Esta situación, la de un presidente sin poder, en condiciones normales generaría un vacío de poder. Sin embargo, dada la coyuntura del país, este ha sido parcialmente llenado por la agenda de la Cicig y de la embajada estadounidense. Por ello es posible guiar el proceso, de una u otra manera, reconociendo la realidad política de que estamos ante una versión light de una intervención extranjera de facto. Ante dicho escenario, es necesario tener claro cuáles son los intereses de las partes y qué cosas no son negociables. Es claro el interés de Estados Unidos por definir la política antinarcóticos en el territorio guatemalteco. De ahí el comentario del comisionado Daniel Haering sobre el tema, de que a Estados Unidos le interesa adoptar el rol de padrastro de dicha política. Además, a los estadounidenses les interesa mejorar las condiciones del país para minimizar las migraciones ilegales a Estados Unidos. Frente a estos intereses, es claro que, en el primer punto, en Guatemala no estamos interesados en volvernos otro México acumulando muertos en la lucha contra las drogas. Respecto al segundo punto, nos interesa un trato humano a nuestros compatriotas migrantes y hay un claro interés por generar oportunidades concretas de desarrollo económico en el país. Para lograr resultados, sin embargo, necesitamos hacer el esfuerzo adicional de clarificar qué queremos y qué podemos lograr durante esta etapa de transición.

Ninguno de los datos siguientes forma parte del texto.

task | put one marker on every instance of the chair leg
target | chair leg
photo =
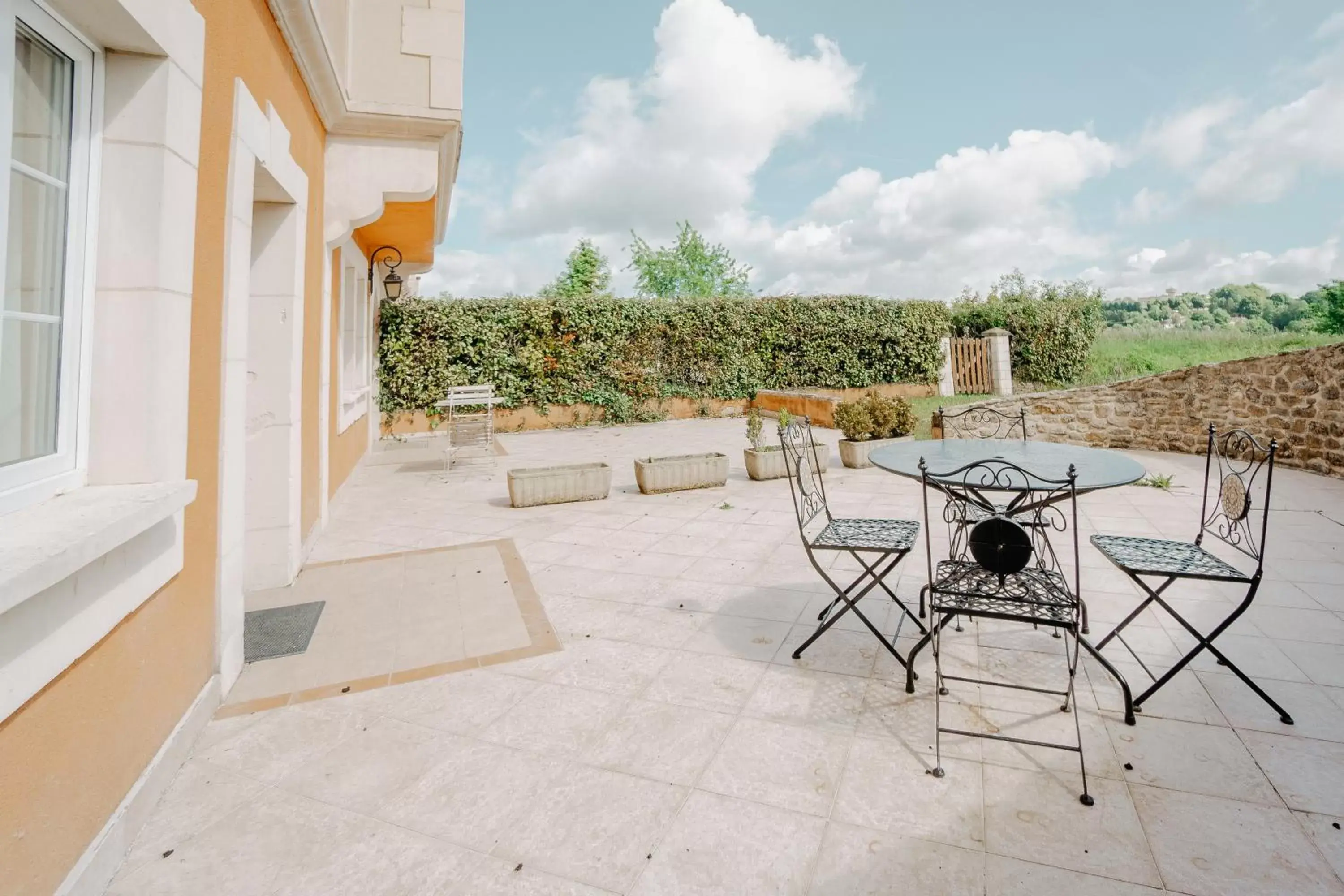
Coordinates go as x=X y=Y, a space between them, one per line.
x=920 y=645
x=1115 y=673
x=851 y=603
x=1086 y=798
x=1207 y=644
x=882 y=583
x=940 y=689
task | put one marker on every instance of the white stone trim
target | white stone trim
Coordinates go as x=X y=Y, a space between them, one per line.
x=363 y=174
x=258 y=548
x=47 y=632
x=43 y=544
x=150 y=27
x=104 y=856
x=311 y=47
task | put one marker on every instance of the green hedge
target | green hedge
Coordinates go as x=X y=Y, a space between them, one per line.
x=621 y=353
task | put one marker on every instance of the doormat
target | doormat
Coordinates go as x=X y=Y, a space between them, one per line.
x=280 y=632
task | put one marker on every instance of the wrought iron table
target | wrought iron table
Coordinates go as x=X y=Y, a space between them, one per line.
x=1096 y=469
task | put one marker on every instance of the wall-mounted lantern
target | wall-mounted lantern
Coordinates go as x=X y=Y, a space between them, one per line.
x=393 y=283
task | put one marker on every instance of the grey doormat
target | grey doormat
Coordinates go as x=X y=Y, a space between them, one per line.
x=280 y=632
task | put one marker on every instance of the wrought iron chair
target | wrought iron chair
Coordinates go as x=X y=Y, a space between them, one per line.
x=974 y=422
x=1008 y=571
x=886 y=542
x=1245 y=470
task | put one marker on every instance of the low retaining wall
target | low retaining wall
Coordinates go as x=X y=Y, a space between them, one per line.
x=819 y=405
x=1296 y=398
x=518 y=420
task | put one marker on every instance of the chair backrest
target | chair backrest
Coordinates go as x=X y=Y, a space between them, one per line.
x=1006 y=538
x=1238 y=477
x=983 y=422
x=468 y=394
x=806 y=482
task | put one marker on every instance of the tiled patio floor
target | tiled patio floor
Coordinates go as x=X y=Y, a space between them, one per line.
x=675 y=747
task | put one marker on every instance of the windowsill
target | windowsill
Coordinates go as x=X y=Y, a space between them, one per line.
x=50 y=542
x=354 y=405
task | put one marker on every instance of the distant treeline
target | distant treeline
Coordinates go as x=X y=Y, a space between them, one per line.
x=1250 y=308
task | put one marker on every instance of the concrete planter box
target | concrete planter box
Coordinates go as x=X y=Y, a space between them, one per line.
x=529 y=487
x=771 y=465
x=658 y=474
x=855 y=454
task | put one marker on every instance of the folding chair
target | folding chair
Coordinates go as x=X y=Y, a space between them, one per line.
x=974 y=422
x=1010 y=571
x=887 y=542
x=471 y=424
x=1245 y=470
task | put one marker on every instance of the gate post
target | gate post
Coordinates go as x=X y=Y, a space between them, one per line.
x=1000 y=361
x=945 y=385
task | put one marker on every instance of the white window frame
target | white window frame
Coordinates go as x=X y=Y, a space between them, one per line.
x=30 y=481
x=354 y=386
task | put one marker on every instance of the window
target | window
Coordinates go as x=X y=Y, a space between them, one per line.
x=45 y=123
x=355 y=334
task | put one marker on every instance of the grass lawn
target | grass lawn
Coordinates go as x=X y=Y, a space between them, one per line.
x=1125 y=354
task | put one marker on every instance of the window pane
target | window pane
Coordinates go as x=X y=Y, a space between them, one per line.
x=43 y=84
x=30 y=362
x=37 y=260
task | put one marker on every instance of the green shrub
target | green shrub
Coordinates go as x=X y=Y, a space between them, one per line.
x=853 y=420
x=625 y=354
x=1053 y=326
x=754 y=426
x=874 y=417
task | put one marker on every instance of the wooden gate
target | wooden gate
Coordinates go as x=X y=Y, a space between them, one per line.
x=971 y=366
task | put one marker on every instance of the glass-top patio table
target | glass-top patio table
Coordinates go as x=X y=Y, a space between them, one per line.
x=964 y=470
x=1096 y=468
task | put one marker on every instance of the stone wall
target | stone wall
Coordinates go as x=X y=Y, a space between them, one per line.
x=1296 y=398
x=819 y=405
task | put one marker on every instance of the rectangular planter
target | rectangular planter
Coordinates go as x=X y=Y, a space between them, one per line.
x=855 y=454
x=658 y=474
x=529 y=487
x=771 y=465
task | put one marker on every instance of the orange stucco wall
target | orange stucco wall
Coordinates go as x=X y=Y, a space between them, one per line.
x=69 y=757
x=349 y=447
x=70 y=754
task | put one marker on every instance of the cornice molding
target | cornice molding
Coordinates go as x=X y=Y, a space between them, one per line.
x=308 y=45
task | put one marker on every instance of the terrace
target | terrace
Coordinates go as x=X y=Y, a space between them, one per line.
x=624 y=715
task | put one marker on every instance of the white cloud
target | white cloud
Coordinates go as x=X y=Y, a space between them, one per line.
x=1331 y=27
x=1268 y=156
x=687 y=140
x=976 y=214
x=690 y=139
x=1198 y=267
x=1183 y=139
x=1147 y=206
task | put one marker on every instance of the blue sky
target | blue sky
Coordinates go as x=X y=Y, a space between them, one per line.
x=906 y=148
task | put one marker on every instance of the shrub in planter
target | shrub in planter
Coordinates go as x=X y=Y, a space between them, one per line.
x=871 y=422
x=768 y=461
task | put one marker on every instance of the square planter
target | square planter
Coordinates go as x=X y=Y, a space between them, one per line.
x=771 y=464
x=658 y=474
x=529 y=487
x=855 y=454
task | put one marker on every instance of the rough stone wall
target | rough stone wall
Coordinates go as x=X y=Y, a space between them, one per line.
x=1296 y=398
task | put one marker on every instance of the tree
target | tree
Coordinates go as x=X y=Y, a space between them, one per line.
x=687 y=269
x=1330 y=307
x=586 y=273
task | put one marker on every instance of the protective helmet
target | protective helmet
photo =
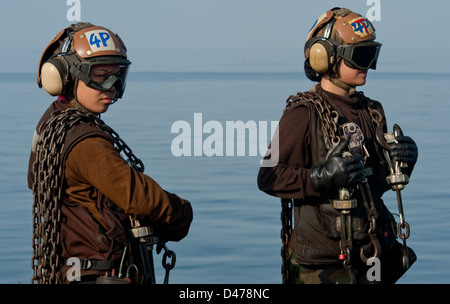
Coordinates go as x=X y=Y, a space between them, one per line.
x=341 y=33
x=72 y=53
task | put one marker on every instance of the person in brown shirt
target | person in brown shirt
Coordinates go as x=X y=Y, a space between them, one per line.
x=334 y=181
x=102 y=196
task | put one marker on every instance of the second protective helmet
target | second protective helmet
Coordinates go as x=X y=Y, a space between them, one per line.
x=341 y=33
x=72 y=53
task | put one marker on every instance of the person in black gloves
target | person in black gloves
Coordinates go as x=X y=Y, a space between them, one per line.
x=332 y=163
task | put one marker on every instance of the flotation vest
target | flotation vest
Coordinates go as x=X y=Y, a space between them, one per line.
x=99 y=244
x=316 y=234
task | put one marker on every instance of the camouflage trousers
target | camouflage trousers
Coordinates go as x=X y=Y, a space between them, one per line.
x=324 y=274
x=391 y=270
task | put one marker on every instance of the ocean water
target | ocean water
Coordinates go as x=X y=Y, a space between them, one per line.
x=235 y=235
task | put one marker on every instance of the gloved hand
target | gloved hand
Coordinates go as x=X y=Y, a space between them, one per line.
x=405 y=150
x=338 y=171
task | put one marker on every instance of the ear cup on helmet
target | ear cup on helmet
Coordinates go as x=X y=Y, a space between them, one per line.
x=321 y=56
x=54 y=76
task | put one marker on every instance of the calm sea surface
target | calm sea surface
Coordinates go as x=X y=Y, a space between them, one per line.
x=235 y=234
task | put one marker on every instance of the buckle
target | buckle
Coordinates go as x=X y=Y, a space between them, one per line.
x=85 y=263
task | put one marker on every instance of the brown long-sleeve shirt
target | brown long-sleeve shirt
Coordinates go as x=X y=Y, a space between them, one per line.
x=94 y=165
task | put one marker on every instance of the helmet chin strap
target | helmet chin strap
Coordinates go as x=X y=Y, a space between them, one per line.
x=333 y=75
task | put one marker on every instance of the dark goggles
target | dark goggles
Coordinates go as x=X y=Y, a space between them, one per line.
x=362 y=56
x=118 y=80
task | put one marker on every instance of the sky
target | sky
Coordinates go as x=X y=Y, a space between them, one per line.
x=227 y=35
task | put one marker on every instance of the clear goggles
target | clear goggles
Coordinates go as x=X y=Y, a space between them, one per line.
x=116 y=79
x=362 y=56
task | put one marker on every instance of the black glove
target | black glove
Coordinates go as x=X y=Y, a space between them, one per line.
x=338 y=171
x=405 y=150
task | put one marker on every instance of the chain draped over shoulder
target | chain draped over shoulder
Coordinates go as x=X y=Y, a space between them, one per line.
x=47 y=185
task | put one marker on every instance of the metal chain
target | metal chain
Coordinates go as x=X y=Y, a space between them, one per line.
x=286 y=232
x=47 y=190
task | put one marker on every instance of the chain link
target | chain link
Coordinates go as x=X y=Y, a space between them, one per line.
x=328 y=117
x=47 y=187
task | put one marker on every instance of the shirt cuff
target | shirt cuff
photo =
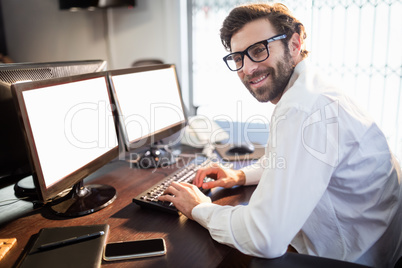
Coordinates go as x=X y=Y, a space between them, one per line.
x=253 y=173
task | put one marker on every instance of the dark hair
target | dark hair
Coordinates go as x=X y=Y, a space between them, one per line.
x=277 y=14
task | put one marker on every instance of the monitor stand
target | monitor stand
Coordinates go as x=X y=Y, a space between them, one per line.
x=83 y=200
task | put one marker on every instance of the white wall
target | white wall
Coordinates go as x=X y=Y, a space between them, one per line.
x=37 y=31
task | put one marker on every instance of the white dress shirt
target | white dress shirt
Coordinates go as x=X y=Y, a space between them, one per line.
x=328 y=183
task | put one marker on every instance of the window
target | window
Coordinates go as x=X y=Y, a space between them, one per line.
x=356 y=42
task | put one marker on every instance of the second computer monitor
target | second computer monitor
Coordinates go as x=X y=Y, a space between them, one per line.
x=149 y=104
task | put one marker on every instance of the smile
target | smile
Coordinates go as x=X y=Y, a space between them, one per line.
x=259 y=79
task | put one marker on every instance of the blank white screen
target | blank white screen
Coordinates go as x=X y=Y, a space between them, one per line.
x=71 y=124
x=150 y=101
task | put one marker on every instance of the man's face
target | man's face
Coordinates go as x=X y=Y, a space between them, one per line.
x=265 y=80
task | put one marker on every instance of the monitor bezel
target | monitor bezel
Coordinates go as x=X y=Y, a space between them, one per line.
x=46 y=194
x=151 y=138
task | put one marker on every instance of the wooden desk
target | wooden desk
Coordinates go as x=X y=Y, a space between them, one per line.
x=188 y=244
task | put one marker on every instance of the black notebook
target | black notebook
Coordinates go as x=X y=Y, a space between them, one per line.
x=84 y=253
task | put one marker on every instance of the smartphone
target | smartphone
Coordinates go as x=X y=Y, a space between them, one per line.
x=134 y=249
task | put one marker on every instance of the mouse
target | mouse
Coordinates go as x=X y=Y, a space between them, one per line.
x=240 y=149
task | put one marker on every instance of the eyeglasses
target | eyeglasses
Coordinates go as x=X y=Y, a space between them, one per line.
x=257 y=52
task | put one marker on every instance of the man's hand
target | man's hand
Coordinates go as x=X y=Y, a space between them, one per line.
x=184 y=197
x=224 y=177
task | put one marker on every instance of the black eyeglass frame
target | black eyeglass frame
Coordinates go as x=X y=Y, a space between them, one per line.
x=245 y=52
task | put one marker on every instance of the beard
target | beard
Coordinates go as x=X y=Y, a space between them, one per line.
x=279 y=75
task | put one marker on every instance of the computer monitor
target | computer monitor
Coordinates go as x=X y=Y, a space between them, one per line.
x=14 y=163
x=150 y=108
x=70 y=132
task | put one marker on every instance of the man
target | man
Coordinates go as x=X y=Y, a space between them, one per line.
x=339 y=194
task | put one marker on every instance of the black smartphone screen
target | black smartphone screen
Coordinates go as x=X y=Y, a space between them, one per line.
x=135 y=249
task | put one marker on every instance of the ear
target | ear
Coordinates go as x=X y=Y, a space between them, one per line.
x=295 y=45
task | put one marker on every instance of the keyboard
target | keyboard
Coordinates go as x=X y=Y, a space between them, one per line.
x=149 y=198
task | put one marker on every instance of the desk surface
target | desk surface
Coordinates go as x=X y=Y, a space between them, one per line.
x=188 y=244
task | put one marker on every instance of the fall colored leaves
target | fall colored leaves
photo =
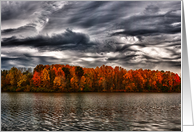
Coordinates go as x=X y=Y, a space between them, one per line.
x=65 y=78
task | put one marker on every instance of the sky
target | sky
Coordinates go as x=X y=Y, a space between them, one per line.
x=130 y=34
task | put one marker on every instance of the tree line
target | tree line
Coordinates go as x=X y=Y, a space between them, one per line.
x=66 y=78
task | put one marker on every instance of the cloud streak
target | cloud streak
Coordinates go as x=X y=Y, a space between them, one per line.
x=131 y=34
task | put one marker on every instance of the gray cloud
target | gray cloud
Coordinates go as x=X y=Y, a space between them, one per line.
x=124 y=33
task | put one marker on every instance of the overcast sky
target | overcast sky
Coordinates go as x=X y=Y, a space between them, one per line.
x=129 y=34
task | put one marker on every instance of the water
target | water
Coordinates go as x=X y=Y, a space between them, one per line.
x=91 y=111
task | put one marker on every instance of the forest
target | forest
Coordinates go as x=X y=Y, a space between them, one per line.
x=66 y=78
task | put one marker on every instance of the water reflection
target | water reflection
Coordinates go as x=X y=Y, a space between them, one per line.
x=90 y=111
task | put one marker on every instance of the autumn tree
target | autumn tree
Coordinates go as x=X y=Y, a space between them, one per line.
x=36 y=79
x=45 y=78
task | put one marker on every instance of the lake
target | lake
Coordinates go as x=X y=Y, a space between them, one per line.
x=91 y=111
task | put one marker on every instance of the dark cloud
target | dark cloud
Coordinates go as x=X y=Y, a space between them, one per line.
x=19 y=31
x=130 y=34
x=151 y=9
x=64 y=41
x=149 y=25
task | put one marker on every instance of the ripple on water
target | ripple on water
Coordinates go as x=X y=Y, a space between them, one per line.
x=90 y=112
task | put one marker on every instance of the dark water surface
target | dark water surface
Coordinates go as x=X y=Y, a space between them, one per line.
x=90 y=111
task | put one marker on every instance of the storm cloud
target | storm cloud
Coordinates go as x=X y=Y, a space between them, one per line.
x=130 y=34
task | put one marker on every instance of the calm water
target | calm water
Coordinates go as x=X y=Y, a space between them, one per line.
x=90 y=111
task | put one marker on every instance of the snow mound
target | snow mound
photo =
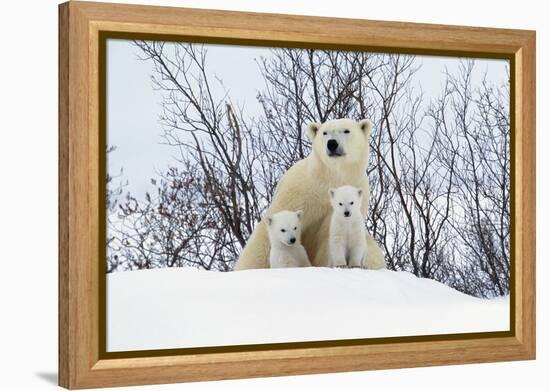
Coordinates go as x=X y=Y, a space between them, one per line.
x=185 y=307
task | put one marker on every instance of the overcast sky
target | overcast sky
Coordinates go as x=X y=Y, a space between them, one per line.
x=133 y=107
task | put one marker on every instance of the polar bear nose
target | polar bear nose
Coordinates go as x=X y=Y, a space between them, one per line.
x=332 y=145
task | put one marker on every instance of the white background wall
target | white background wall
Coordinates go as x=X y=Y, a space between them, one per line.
x=28 y=194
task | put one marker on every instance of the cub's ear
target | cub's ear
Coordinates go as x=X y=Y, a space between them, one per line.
x=312 y=130
x=366 y=126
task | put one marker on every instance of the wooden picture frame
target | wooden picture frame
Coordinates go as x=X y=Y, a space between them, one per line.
x=83 y=362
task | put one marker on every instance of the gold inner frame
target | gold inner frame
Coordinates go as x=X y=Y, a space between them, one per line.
x=103 y=36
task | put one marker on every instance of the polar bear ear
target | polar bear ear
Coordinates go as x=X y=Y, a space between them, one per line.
x=312 y=130
x=366 y=126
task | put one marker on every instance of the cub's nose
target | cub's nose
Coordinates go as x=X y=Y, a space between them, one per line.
x=332 y=145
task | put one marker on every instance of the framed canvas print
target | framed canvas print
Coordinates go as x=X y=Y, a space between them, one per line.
x=255 y=195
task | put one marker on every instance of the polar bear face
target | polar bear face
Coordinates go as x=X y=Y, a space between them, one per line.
x=340 y=141
x=285 y=227
x=346 y=201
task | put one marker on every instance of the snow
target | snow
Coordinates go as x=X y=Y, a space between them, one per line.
x=186 y=307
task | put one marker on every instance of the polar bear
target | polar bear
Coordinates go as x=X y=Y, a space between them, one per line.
x=339 y=156
x=284 y=231
x=347 y=240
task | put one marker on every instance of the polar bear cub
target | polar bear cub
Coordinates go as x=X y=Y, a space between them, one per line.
x=347 y=234
x=285 y=230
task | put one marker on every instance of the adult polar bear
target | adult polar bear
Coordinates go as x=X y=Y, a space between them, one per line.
x=339 y=157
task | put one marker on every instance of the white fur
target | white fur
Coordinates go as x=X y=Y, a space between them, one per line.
x=285 y=230
x=305 y=185
x=347 y=234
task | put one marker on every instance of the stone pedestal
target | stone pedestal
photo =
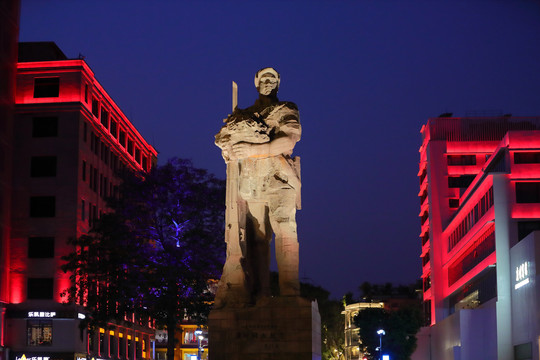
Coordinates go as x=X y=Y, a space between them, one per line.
x=279 y=328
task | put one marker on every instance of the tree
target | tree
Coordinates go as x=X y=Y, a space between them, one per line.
x=400 y=327
x=156 y=252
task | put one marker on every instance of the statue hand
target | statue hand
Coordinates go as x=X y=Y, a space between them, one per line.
x=242 y=150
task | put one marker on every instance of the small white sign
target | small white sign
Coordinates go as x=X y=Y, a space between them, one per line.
x=522 y=275
x=45 y=314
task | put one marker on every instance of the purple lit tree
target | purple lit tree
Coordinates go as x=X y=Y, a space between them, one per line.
x=157 y=252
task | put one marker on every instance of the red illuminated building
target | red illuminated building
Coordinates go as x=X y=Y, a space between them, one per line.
x=479 y=214
x=70 y=141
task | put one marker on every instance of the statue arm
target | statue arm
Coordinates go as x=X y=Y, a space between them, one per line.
x=283 y=142
x=280 y=145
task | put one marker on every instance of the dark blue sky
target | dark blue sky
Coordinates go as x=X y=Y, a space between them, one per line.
x=365 y=74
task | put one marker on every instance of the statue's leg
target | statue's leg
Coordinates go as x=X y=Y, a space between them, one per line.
x=282 y=215
x=260 y=235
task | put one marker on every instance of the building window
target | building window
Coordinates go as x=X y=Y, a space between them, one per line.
x=460 y=181
x=40 y=288
x=114 y=128
x=122 y=138
x=39 y=332
x=113 y=351
x=527 y=158
x=461 y=160
x=102 y=350
x=83 y=210
x=42 y=206
x=46 y=87
x=145 y=163
x=41 y=247
x=43 y=166
x=45 y=126
x=95 y=107
x=527 y=227
x=104 y=118
x=527 y=192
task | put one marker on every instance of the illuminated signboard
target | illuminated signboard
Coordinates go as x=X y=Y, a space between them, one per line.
x=41 y=314
x=23 y=357
x=522 y=275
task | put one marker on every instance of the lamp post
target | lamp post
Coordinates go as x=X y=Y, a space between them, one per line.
x=198 y=334
x=380 y=332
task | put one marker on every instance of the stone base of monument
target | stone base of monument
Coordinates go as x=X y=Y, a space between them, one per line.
x=278 y=328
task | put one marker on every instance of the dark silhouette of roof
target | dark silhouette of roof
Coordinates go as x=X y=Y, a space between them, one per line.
x=40 y=51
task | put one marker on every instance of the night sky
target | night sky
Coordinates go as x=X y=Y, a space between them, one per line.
x=365 y=75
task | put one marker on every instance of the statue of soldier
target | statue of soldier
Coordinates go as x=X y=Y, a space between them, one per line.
x=263 y=193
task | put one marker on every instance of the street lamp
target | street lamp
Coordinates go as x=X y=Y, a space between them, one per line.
x=198 y=334
x=380 y=332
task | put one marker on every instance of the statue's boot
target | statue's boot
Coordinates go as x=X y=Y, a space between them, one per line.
x=287 y=260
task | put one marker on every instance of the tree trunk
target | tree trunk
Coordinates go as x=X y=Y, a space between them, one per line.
x=171 y=327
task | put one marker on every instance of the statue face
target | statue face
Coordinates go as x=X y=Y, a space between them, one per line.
x=267 y=84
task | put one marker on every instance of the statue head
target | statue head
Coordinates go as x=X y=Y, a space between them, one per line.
x=267 y=81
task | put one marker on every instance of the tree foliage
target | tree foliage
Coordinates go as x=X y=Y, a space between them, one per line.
x=400 y=327
x=156 y=252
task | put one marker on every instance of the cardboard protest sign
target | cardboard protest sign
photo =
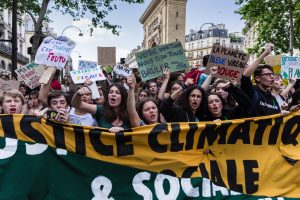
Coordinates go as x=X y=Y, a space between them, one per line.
x=94 y=74
x=8 y=85
x=54 y=52
x=47 y=75
x=121 y=70
x=290 y=67
x=84 y=64
x=231 y=62
x=30 y=74
x=152 y=61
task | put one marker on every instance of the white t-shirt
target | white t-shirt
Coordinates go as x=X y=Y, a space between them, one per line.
x=85 y=120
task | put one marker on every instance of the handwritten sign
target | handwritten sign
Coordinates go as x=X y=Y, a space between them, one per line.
x=30 y=74
x=54 y=52
x=8 y=85
x=231 y=62
x=84 y=64
x=290 y=67
x=94 y=74
x=152 y=61
x=121 y=70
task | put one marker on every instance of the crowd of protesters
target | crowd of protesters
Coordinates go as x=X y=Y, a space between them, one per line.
x=175 y=97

Yo considero que un presidente sin poder puede terminar siendo, en este momento de transición, una figura útil. ¿Por qué? Porque, en cuanto arrinconado contra las cuerdas, el presidente puede estar dispuesto a sacrificar a otros actores para salvar su pellejo, actores que juegan un rol más destacado que el del presidente en afectar los resultados del día a día del funcionamiento del Gobierno, actores que están enquistados en este y que no cambian tras cada elección. Dos estructuras deben ser sujetos de la lupa de la Cicig y empezar a concentrar el enojo de la clase media guatemalteca: aquellos sindicatos y contratistas que estén vinculados a actos de corrupción y relacionados con el Ministerio de Educación y el Ministerio de Salud. Allí hay suficiente podredumbre que atacar. No debemos quedarnos satisfechos solo con el proceso judicial de los implicados en corrupción. También debemos considerar eliminar, vía legislación, el derecho de negociación colectiva en la prestación de servicios esenciales, algo que sí permite la OIT, para evitar caer en estos juegos de chantaje en servicios vitales para la población guatemalteca. En la misma medida, en el proceso judicial debe promoverse la aplicación de la extinción de dominio a los sindicalistas, a los empresarios y a los testaferros de ambos que hayan estado involucrados en actos de corrupción en temas de salud y educación. Allí hay suficientes beneficios para empezar a cambiar Guatemala.